Pengaruh perkembangan jaman dalam pelaksanaan Tradisi Upacara Ngaben di Bali.

Seiring perkembangan jaman, akhir-akhir ini prosesi tradisi Ngaben di Bali, sudah banyak yang dibuat lebih praktis, tanpa mengurangi dari makna di dalamnya. Dimana jaman dahulu, kegiatan ini selalu dilakukan di masing-masing desa adat dan melibatkan semua warganya. Seperti kita ketahui jaman sekarang kebanyakan masyarakat yang atas alasan pekerjaan pergi merantau ke kota untuk mendapatkan pekerjaan yang lebih banyak penghasilan, dan melihat dari rangkaian acara tradisi ini menghabiskan waktu yang lumayan lama, maka saat ini di Bali bermunculan Krematorium/yayasan yang mampu meng-organise kegiatan ini dengan cara yang lebih praktis. Artinya jika ada salah satu keluarga kita yang meninggal, kita hanya perlu menyiapkan uang saja dan prosesi Ngaben dilakukan sepenuhnya oleh pihak yayasan. keluarga yang ditinggalkan hanya mengukti prosesinya saja, tanpa ikut mempersiapkan kebutuhan sesajen dan perlengkapan lainnya. Disamping acaranya lebih praktis biaya yang dikeluarkan juga jauh lebih murah, ketika kita melakukan Ngaben di krematorium.

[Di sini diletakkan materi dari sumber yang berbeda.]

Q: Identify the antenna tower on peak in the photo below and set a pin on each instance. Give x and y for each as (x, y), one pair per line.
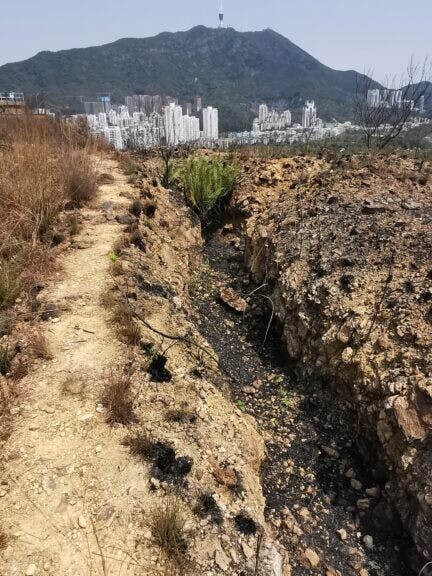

|| Mau tau tentang Upacara Potong Gigi di Bali? click disini!

Video prosesi Ngaben di Bali

Berikut kami bagikan video prosesi simple dari tradisi upacara Ngaben di Bali

Kesimpulan

Masyarakat hindu Bali, tidak memberlakukan “aturan” yang baku dalam pelaksanaan kegiatan tradisi keagamaan. Masing-masing wilayah desa adat yang kami sebut sebagai Desa Kala Patra, mempunyai ketentuan dan aturan tersendiri, walau secara umum kegiatanya hampir sama. Dalam hal ini perkembangan jaman dan teknologi sangat berperan didalamnya. Masalah keyakinan semua kembali pada diri kita sendiri, karena apa yang kita yakini belum tentu diyakini oleh orang lain.